Tennessee's county election commissions operate under the Tennessee Department of State. Their duty is to fairly administer elections in an orderly, timely manner as prescribed under state law. Though majority control of the commissions rotates to the political party of the governor, these public service agencies, as an arm of the state, are supposed to function without partisan bias.

So it is unique, if not out of order, for an election commission to challenge the constitutionality of a state election law, which, having been vetted at the time of its enactment by the state attorney general's office, automatically carries the state's presumption of constitutionality. It certainly is unusual -- if not overtly partisan -- for a part-time county election commission attorney to take it upon himself to challenge both the state's recall law, and to name the state attorney general as a defendant on that grounds. Hopefully, it will be quickly kicked out when it comes to court.

The mayor has reasonably claimed that the state recall law which takes precedence over the city's less strenuous recall ordinance. Clem now alleges that the state recall law is unconstitutional because it exempts Tennessee's two largest counties.

In fact, Clem, a former state legislator, surely is aware that many state laws exempt counties and municipalities of a certain size for a variety of reasons. Exemptions may be granted, for example, because some counties and municipalities, under own charters, have already enacted laws that are more strenuous than minimal state laws.

Indeed, the only reason the state law has come into play in the city's present recall issue is because of the controversy over whether the city's own recall ordinance meets the state's minimal standards for recall elections, and whether it was legally incorporated into the city's charter.

So Clem's attempt to make an issue of the constitutionality of the state recall law is curious, and more so because he has done so without the election commission's formal approval.

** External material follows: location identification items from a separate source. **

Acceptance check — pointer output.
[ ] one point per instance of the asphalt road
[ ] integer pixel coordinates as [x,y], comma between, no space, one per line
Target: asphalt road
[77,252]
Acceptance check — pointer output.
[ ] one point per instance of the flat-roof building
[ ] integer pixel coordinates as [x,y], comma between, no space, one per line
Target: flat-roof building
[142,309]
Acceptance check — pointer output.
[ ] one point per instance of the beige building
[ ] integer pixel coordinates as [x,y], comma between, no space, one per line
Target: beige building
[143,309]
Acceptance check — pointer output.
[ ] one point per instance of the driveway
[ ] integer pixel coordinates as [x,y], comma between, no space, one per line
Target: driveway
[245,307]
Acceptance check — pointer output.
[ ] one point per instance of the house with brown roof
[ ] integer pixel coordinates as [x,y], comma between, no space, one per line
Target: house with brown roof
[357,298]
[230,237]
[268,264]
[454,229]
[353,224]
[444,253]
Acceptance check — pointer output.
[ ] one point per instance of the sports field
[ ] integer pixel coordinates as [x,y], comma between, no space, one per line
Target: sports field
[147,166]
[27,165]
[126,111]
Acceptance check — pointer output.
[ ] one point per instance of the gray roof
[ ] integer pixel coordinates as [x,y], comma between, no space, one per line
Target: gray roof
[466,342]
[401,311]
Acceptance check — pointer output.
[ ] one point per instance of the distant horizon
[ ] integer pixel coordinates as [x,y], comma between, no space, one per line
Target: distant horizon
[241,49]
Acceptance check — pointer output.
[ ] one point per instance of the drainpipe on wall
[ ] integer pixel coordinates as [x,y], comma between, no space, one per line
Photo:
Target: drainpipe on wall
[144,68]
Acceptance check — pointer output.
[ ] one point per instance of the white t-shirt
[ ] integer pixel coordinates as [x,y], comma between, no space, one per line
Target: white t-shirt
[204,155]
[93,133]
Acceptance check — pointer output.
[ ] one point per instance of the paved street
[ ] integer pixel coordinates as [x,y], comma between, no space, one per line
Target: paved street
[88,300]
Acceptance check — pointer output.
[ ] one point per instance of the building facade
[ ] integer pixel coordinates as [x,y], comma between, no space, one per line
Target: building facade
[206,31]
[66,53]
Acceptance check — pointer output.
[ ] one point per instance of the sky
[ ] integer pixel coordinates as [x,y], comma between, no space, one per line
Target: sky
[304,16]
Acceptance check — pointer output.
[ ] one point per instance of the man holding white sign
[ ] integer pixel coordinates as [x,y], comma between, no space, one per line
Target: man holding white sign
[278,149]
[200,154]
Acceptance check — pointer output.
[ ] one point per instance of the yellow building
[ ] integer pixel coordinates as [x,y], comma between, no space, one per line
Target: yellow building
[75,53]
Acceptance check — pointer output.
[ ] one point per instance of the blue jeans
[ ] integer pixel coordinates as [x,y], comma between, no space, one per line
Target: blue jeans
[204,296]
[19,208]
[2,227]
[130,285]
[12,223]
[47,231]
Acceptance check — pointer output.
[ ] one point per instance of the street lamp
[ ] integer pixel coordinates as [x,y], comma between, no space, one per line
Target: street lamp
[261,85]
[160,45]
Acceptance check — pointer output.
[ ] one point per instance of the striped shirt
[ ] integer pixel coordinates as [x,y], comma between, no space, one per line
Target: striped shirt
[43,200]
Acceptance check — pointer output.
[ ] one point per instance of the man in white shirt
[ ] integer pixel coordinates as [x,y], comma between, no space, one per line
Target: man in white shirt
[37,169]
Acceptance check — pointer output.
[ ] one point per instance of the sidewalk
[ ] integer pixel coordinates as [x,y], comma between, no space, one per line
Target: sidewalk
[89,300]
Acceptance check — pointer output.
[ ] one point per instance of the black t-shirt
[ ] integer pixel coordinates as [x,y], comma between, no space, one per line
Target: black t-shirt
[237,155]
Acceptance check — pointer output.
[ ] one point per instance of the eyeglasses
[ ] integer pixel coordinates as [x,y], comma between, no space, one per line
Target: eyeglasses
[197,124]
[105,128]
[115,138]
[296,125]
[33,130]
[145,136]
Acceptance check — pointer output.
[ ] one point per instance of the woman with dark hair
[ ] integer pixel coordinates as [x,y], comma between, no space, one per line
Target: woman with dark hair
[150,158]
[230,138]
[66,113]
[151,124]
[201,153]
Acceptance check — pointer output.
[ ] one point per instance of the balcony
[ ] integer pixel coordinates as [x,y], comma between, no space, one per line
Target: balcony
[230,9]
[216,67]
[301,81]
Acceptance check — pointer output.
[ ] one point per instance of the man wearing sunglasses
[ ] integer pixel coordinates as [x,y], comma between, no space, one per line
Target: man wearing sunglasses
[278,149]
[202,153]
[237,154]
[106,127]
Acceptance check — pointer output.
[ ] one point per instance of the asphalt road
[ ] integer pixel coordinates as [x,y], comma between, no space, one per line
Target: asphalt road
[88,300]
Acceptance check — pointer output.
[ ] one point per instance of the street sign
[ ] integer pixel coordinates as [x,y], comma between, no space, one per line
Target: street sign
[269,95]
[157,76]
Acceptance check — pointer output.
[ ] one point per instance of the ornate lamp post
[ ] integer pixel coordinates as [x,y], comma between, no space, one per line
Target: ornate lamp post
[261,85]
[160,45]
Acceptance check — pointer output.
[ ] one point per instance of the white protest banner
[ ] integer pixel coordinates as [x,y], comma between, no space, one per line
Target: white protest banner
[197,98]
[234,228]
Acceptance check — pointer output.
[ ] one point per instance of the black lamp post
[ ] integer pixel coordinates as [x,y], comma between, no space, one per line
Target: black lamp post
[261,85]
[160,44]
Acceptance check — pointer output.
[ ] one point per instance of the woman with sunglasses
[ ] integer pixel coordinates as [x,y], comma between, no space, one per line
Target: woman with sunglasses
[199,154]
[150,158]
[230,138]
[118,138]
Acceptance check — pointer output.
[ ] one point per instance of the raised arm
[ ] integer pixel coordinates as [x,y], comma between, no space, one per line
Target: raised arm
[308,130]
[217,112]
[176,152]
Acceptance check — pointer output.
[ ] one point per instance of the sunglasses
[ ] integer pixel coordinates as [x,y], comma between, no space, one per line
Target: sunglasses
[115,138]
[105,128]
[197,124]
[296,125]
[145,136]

The timing and breadth of Clem's response to the mayor's rather routine legal challenge is vexing for other reasons. It needlessly extends the legal wrangling, even as the commission has already wrongly begun to issue qualifying petitions for an August election to replace Mayor Littlefield, though his office has not yet legally been declared vacant. The sum of those actions reeks of broad, wrongful partisan motivation in support of the recall's sponsors.

Mayor Littlefield has a legitimate responsibility to protect his office from the dictates of a small, myopic and disgruntled minority of the city's registered voters whose recall petitions apparently fail the state's minimum standards, and turn the electoral process upside down. The election commission's apparent bias to advance the recall has been disturbing from the beginning. Clem's actions make it look worse.